KAYE (voice-over): And it seems that haystack is finally getting smaller. Just this week, 23 years after the heist, the FBI announced they have identified the thieves who pulled it off. Agents refused to reveal the thieves' identities, citing an ongoing investigation. They would only say the thieves were part of a criminal organization based in New England and the Mid-Atlantic.
And because it's been so long, the statute of limitations has expired. The thieves can no longer be prosecuted.
And the stolen artwork? All 13 pieces remain missing.
UNIDENTIFIED MALE: We have reason to believe it's likely that the artwork has changed hands several times.
KAYE: Investigators are also offering the possibility of immunity to anyone who has the artworks. They just want the artwork back in good condition. Because if the paintings are stashed somewhere, perhaps hidden in an attic or behind a basement wall without the right temperature or right humidity, they will be ruined, if they're not already.
It's a scenario investigators hate to even talk about, because it would likely mean these 13 masterpieces are gone forever from public view.
WITTMAN: We all have a complication to maintain this material for our children. And when something like that happens, and if it's destroyed, well, we'll be letting our children down.
KURKJIAN: It's stolen from the museum, it's stolen from Boston, it's stolen from America, it's stolen from the world.

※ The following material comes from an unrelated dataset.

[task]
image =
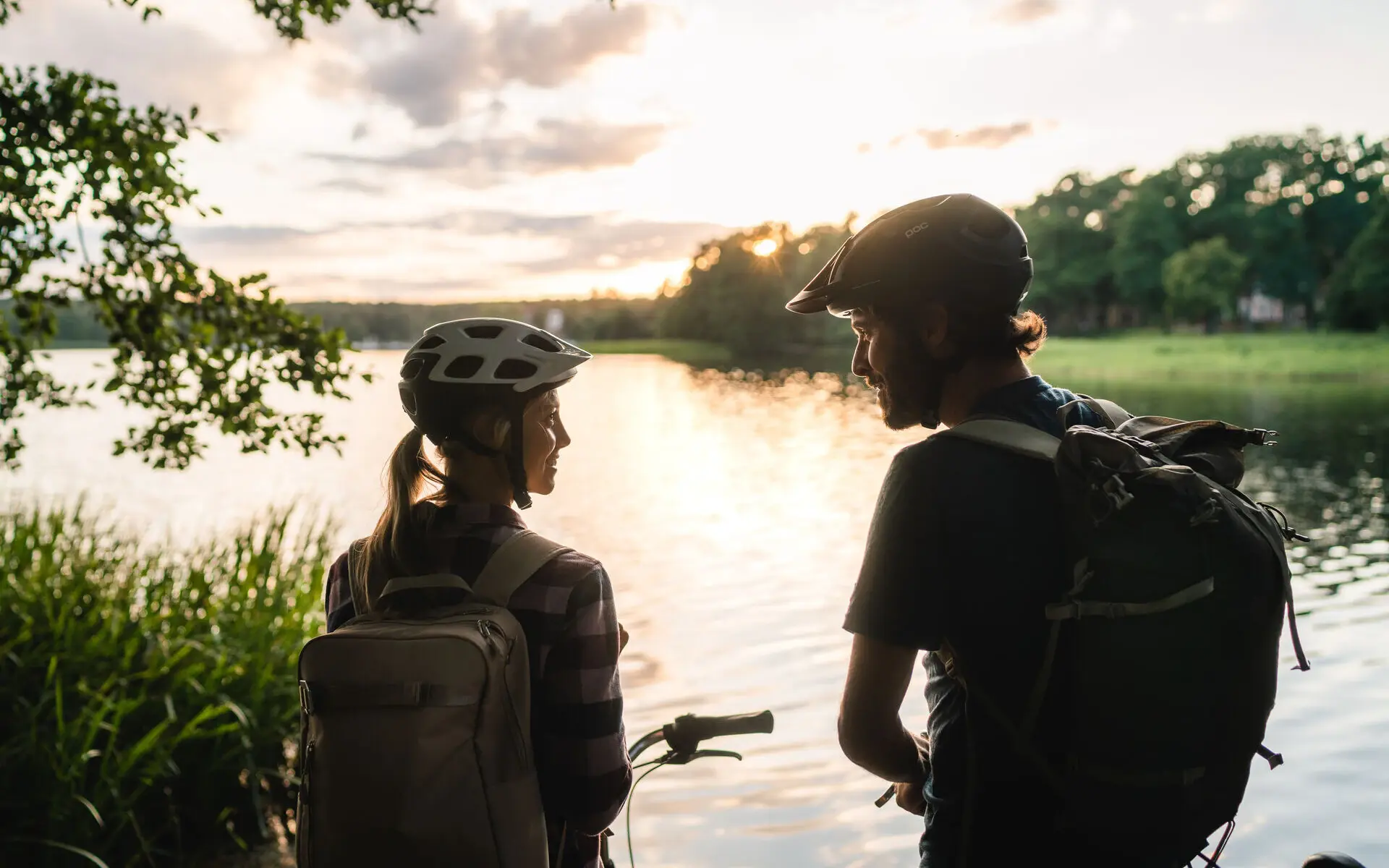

ABATH: I was a victim. The museum was a victim. The city of Boston was a victim.
MARINELLO: It's a huge, huge theft. And we hope, one day, it will be a huge, huge recovery.
KAYE (on camera): If that day ever comes and the half a billion dollars' worth of art was returned here, there would be a celebration. Only then will we finally have some answers as to how these two anonymous thieves were able to flawlessly pull off the greatest art heist in history and then vanish with the artwork into the dark of night without a trace.
I'm Randi Kaye in Boston. Thanks for watching.